Developing the region's SMEs has so far moved in a positive direction, with every GCC country establishing specialised bodies and developing regulations to support them. Most notably, the GCC SME industry is becoming an increasingly important contributor to the GDP due to the much-laid emphasis on economic diversification.For regional SMEs that are exploring non-traditional debt sources, there are a series of options that have emerged over the past couple of years. There are tailor-made products such as peer-to-peer lending, crowd funding, etc, for fast-growing small- and middle-segment companies that have leveraged low operating costs, minimal regulations and big data technology to provide quicker access to cash.
However, GCC businesses with riskier models or the ones which are currently distressed and cash-strapped are the ones which now have a new avenue to gain capital through private debt. Additionally, the private debt market is going to be a crucial vehicle in the region, with the UAE being the first nation to approve a bankruptcy law, paving the way for cash-strapped businesses through effective debt restructuring mechanisms, with an aim to end imprisonment or criminal prosecutions in case of insolvency.
For example, under the new UAE insolvency law, the advantage of exploring the private debt option for a borrower will enable them to focus more on structural customisation to match their financing needs compared to bank financing. Private lenders have also earned a reputation for being faster, more flexible and more predictable counterparties than banks. The disadvantage is generally the pricing as private loans tend to be more expensive than bank loans.

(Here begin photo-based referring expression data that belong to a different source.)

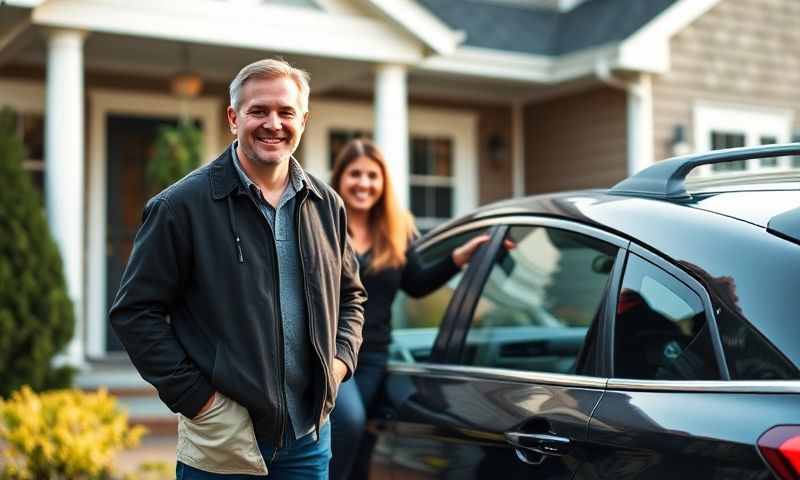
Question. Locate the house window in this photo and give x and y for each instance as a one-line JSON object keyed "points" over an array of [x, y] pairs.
{"points": [[30, 128], [431, 181], [720, 126]]}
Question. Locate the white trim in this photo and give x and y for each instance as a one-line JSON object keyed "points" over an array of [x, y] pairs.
{"points": [[419, 22], [543, 69], [518, 148], [459, 125], [22, 96], [753, 121], [648, 49], [640, 124], [101, 103], [266, 27]]}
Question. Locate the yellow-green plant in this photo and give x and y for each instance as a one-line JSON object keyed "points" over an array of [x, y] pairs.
{"points": [[62, 435]]}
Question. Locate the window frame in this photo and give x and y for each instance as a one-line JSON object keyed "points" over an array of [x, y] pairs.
{"points": [[753, 122], [693, 285]]}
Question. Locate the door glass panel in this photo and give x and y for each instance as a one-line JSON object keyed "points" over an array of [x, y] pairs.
{"points": [[660, 331], [539, 301], [416, 321]]}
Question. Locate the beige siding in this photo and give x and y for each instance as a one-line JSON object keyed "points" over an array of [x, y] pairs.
{"points": [[742, 52], [576, 142]]}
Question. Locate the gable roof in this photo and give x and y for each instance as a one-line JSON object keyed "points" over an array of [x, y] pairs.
{"points": [[542, 31]]}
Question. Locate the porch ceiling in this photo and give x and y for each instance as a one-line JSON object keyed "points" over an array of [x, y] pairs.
{"points": [[137, 56], [133, 57]]}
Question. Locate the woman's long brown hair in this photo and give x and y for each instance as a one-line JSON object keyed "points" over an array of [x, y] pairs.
{"points": [[391, 227]]}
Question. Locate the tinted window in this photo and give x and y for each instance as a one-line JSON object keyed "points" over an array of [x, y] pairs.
{"points": [[416, 321], [539, 300], [660, 331], [748, 354]]}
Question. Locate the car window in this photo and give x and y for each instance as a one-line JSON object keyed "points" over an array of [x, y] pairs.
{"points": [[416, 321], [540, 298], [661, 331], [748, 354]]}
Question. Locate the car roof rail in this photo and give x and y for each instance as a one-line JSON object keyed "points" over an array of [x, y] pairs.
{"points": [[786, 225], [666, 179]]}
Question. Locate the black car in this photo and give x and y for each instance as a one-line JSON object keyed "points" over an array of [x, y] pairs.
{"points": [[644, 331]]}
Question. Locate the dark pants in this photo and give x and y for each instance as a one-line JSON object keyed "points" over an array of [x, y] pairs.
{"points": [[351, 444], [301, 459]]}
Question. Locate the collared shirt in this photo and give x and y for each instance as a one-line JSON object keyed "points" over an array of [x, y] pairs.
{"points": [[296, 344]]}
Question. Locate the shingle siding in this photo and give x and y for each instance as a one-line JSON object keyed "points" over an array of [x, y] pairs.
{"points": [[742, 52], [576, 142]]}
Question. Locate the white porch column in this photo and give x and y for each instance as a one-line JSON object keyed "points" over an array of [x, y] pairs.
{"points": [[640, 124], [518, 148], [64, 159], [391, 125]]}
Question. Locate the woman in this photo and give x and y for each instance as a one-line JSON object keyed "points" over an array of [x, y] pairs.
{"points": [[380, 233]]}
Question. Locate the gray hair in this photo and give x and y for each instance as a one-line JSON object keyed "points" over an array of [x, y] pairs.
{"points": [[271, 68]]}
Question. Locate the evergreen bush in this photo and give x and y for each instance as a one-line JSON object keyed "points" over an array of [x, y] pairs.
{"points": [[177, 151], [36, 315], [63, 435]]}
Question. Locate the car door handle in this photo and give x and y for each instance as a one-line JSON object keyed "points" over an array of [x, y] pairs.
{"points": [[542, 443]]}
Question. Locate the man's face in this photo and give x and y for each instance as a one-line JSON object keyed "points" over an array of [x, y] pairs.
{"points": [[269, 121]]}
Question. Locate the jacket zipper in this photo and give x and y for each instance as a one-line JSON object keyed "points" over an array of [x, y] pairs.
{"points": [[282, 402], [310, 319]]}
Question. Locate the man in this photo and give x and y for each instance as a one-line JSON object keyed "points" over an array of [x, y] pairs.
{"points": [[241, 301]]}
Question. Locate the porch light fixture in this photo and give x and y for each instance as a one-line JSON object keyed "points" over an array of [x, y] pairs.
{"points": [[678, 143], [186, 83]]}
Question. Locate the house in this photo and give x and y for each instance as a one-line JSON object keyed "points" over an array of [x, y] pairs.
{"points": [[472, 100]]}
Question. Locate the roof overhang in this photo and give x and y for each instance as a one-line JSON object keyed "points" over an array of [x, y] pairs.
{"points": [[269, 27], [646, 51], [419, 22]]}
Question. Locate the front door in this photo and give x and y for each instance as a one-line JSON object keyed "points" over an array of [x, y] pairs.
{"points": [[129, 143]]}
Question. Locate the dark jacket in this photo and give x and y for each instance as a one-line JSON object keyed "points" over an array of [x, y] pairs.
{"points": [[414, 278], [197, 307]]}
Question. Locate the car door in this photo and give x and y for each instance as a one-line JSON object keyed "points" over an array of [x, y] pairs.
{"points": [[508, 392], [671, 409]]}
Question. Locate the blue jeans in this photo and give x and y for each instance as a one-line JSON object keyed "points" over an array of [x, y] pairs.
{"points": [[352, 445], [301, 459]]}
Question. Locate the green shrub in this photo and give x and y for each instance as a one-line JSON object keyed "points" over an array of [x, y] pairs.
{"points": [[62, 435], [177, 151], [36, 315]]}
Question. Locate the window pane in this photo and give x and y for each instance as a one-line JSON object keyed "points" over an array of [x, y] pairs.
{"points": [[415, 321], [660, 331], [721, 140], [421, 205], [539, 300], [442, 157], [771, 161]]}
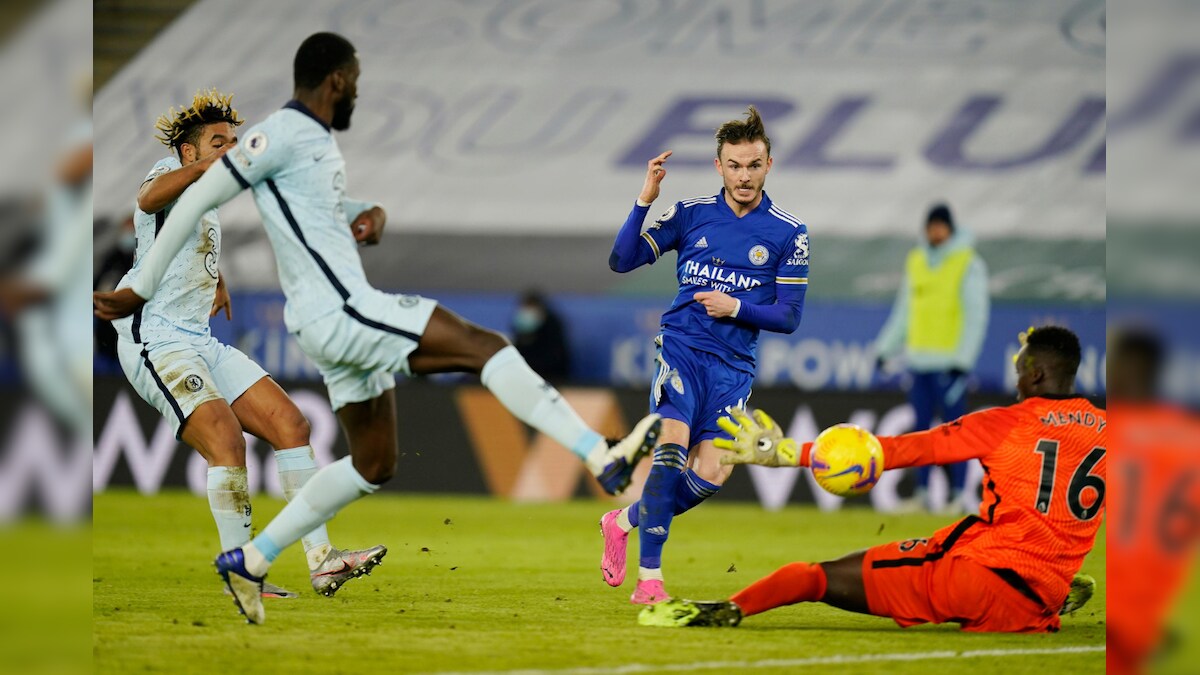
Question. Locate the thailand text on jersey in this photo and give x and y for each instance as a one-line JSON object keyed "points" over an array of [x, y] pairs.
{"points": [[185, 297], [747, 257]]}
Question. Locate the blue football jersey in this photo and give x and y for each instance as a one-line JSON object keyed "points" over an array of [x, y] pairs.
{"points": [[748, 257]]}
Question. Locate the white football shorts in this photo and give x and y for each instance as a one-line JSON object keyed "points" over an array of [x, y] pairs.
{"points": [[360, 348], [177, 371]]}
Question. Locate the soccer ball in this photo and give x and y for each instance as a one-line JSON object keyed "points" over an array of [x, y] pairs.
{"points": [[847, 460]]}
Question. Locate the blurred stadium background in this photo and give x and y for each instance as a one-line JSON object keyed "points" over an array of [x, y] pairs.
{"points": [[507, 141]]}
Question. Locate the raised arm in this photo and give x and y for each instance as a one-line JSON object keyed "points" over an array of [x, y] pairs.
{"points": [[159, 192], [633, 249], [215, 187]]}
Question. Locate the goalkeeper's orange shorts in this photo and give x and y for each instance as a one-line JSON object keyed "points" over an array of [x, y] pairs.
{"points": [[911, 586]]}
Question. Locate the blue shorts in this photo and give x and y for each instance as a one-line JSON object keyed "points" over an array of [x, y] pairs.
{"points": [[695, 387]]}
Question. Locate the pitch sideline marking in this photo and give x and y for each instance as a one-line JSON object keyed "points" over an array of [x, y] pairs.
{"points": [[791, 662]]}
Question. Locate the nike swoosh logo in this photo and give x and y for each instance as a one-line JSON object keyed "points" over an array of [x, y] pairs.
{"points": [[346, 567]]}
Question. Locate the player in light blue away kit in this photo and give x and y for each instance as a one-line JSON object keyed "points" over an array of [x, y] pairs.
{"points": [[743, 267], [358, 336], [208, 390]]}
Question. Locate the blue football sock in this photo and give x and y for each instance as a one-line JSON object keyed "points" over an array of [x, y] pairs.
{"points": [[633, 513], [657, 507], [693, 490]]}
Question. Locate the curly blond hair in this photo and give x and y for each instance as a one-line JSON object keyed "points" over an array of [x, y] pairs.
{"points": [[184, 126]]}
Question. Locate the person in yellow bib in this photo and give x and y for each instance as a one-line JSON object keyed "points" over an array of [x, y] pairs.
{"points": [[937, 324]]}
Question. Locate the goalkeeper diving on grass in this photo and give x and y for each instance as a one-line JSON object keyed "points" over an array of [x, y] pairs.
{"points": [[1014, 567]]}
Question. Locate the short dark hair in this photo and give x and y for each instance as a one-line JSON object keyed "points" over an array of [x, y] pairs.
{"points": [[1055, 347], [738, 131], [1140, 346], [318, 55], [941, 213]]}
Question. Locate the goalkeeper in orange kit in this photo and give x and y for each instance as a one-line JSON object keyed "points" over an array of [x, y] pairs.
{"points": [[1011, 568]]}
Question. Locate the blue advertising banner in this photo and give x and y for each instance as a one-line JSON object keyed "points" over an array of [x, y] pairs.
{"points": [[611, 340]]}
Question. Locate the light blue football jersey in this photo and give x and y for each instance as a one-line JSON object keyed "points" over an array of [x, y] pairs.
{"points": [[292, 163], [184, 299]]}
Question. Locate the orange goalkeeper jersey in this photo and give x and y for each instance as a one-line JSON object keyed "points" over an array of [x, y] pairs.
{"points": [[1043, 489]]}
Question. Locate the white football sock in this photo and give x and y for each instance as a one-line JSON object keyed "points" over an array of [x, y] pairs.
{"points": [[539, 405], [229, 503], [325, 494], [297, 466]]}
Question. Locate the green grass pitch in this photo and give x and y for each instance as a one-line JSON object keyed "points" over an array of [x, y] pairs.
{"points": [[481, 585]]}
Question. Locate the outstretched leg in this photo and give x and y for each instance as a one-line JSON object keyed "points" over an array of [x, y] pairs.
{"points": [[451, 344]]}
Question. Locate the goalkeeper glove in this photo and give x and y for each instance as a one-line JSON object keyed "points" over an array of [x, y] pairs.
{"points": [[755, 440]]}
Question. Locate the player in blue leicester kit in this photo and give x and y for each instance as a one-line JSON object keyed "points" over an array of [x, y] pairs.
{"points": [[357, 335], [208, 390], [743, 267]]}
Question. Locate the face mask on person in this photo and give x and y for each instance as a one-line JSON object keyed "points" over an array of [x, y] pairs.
{"points": [[527, 320]]}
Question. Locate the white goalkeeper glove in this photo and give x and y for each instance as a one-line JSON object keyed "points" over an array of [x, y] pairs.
{"points": [[755, 440]]}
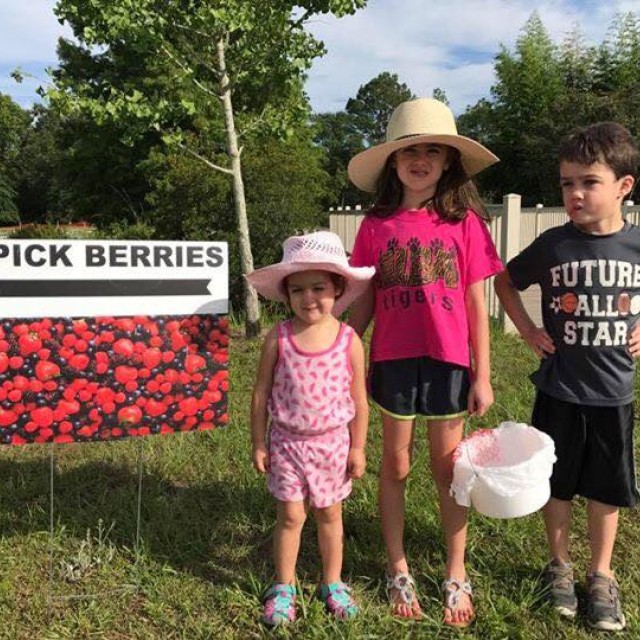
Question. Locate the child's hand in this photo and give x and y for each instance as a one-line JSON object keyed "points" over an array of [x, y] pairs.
{"points": [[480, 398], [260, 457], [356, 463], [634, 341], [540, 342]]}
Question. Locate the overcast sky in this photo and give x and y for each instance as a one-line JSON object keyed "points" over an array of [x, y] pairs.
{"points": [[450, 45]]}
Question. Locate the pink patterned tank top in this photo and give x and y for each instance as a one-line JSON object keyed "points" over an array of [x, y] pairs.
{"points": [[311, 392]]}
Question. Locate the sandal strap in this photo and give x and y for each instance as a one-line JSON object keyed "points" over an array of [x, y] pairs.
{"points": [[453, 589], [404, 584], [338, 600], [278, 601]]}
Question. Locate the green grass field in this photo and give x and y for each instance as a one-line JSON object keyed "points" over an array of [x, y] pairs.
{"points": [[206, 523]]}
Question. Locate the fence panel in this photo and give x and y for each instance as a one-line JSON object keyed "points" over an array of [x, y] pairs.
{"points": [[533, 221]]}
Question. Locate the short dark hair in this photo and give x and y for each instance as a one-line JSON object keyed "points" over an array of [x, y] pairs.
{"points": [[607, 142]]}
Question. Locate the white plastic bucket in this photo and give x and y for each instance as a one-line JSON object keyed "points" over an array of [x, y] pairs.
{"points": [[503, 472]]}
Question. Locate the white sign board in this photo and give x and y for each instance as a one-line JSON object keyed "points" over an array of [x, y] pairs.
{"points": [[78, 278]]}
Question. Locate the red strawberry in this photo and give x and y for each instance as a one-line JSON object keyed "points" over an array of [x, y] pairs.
{"points": [[42, 416], [155, 408], [123, 347], [152, 357], [189, 406], [80, 361], [7, 417], [193, 363], [130, 415], [69, 406], [46, 370], [29, 343], [124, 374]]}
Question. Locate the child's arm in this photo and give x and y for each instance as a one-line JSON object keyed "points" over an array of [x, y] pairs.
{"points": [[259, 400], [511, 300], [634, 341], [481, 393], [361, 311], [356, 462]]}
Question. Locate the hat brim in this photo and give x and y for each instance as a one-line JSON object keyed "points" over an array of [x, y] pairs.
{"points": [[267, 281], [365, 168]]}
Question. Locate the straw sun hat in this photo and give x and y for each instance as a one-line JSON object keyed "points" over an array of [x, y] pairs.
{"points": [[416, 122], [318, 251]]}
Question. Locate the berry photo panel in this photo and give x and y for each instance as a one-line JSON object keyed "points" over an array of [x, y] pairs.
{"points": [[80, 377]]}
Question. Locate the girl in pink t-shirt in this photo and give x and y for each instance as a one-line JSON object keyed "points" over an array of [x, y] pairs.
{"points": [[431, 249], [310, 383]]}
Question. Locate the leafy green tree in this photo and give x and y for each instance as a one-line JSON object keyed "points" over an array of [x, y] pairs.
{"points": [[339, 139], [440, 94], [286, 185], [210, 72], [14, 125], [374, 103]]}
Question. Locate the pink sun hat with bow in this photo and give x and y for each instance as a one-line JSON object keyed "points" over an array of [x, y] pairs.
{"points": [[318, 251]]}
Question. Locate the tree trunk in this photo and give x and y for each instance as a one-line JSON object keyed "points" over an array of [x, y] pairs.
{"points": [[252, 306]]}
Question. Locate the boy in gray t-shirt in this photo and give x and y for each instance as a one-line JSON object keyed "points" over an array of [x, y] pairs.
{"points": [[589, 274]]}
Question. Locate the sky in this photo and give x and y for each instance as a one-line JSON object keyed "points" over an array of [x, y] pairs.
{"points": [[450, 45]]}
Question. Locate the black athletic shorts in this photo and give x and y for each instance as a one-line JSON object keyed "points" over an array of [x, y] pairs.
{"points": [[594, 450], [410, 386]]}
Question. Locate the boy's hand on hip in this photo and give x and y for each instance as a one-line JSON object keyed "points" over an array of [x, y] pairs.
{"points": [[540, 342], [634, 341], [260, 459], [480, 398], [356, 463]]}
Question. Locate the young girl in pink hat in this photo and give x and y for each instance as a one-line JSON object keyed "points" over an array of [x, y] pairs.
{"points": [[431, 249], [310, 383]]}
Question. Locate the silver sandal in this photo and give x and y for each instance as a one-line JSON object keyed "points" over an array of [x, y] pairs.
{"points": [[404, 586], [453, 588]]}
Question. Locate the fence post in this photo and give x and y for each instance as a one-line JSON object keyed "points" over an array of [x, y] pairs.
{"points": [[509, 242]]}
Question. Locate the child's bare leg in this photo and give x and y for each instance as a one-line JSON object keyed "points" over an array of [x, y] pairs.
{"points": [[603, 526], [330, 541], [444, 436], [397, 445], [286, 539], [557, 521]]}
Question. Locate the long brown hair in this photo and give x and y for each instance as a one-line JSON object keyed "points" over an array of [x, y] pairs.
{"points": [[455, 192]]}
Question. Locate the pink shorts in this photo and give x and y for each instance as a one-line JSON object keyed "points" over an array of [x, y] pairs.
{"points": [[309, 468]]}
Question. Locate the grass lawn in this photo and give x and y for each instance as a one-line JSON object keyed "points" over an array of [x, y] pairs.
{"points": [[207, 521]]}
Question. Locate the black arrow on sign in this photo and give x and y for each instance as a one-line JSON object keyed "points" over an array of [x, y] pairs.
{"points": [[100, 288]]}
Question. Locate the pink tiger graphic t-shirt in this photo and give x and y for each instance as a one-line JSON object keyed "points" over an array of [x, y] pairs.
{"points": [[424, 265], [311, 392]]}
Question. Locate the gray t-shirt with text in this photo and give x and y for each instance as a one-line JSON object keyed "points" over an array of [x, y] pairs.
{"points": [[590, 300]]}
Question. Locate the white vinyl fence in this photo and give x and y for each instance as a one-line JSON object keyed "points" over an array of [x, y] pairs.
{"points": [[512, 229]]}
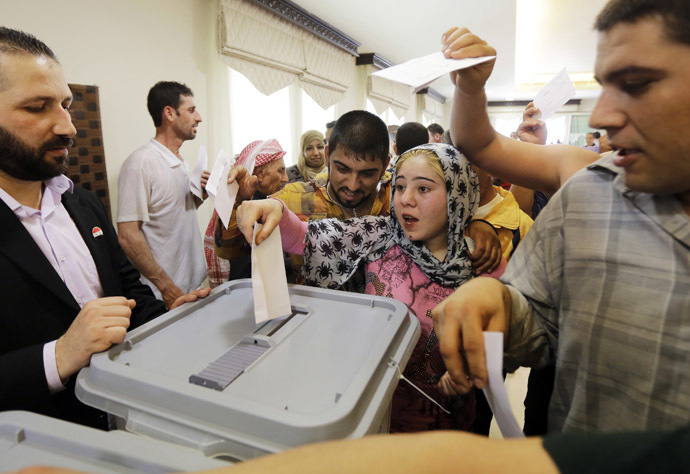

However, lack of proper regulations in place and a failure to comply with Islamic law within the region demand a cautious approach for successful implementation of newly-formed lending strategies. Also, brand presence and perception play a crucial role in the regions, such as the UAE, where severity of penalty is associated in case an expatriate fails to pay the private loan, putting a question mark on the integrity of such financial institutions. Nevertheless, with banks slowly stepping back from the debt segment and demand for direct funding outpacing supply, the private debt sector is only going to rise further. This does not mean a complete exit from traditional platforms such as banks from the lending space, but rather a potential for more collaboration with private lenders, bringing opportunity and growth to the private debt segment driven by aggressive fund-raising.
Although the private debt market is at a very nascent stage, with selective pockets providing such lending facilities, it has the potential to become an attractive asset class similar to the success witnessed in the US and Europe. Further, the positive change in sentiment towards alternative lenders has also opened opportunities for SMEs and institutions alike.
Private debt has the potential to become a dominant lending avenue for development of fast-growing SMEs. However, the regulatory environment will be critical for growth going forward, and the private debt market's ability to operate and adhere to stringent and rapidly-changing regulations will be key to its success.
The writer is founder and CEO of Al Masah Capital. Views expressed are his own and do not reflect the newspaper's policy.